Debate: Bulk vs Packaged

Friday, 30 March, 2018
WineLand - Christiaan Groenewald & Mike Ratcliffe
Bulk wine is the forerunner of many bottled and boxed wines on the shelf. South Africa is a poor country with too much wine to pack, export and market and promote overseas. We simply don’t have the necessary capital.

In most countries wine exports are subsidised and promoted by their governments. This is not the case in South Africa. The so-called “quota” is so regulated and uncertain we can’t rely on it. To bottle or box, and sell or export your wine costs more than the wine itself. When it comes to lower-priced wine the manufacturers of carton, glass, paper and closures make more money than the wine producers so we export more packaging material than wine.

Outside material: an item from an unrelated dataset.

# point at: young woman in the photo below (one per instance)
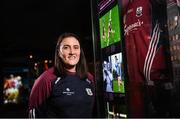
(65, 90)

Compared with overseas countries, glass in South Africa is expensive. We basically have a glass monopoly in South Africa. When you export wine the shipping cost per container is the same for bulk and bottled wine, but with bulk you can fit in 24 000 litres compared with only about 10 000 litres with bottled wine. If you calculate the cost per litre, bottled wine is therefore more than double the cost of bulk wine.

SA wines have a very small space on the shelves in overseas countries and we’re often listed among “other” countries or producers or occupy the worst place on a shelf. The rand is too weak to be able to pay for marketing or a good place on the shelves.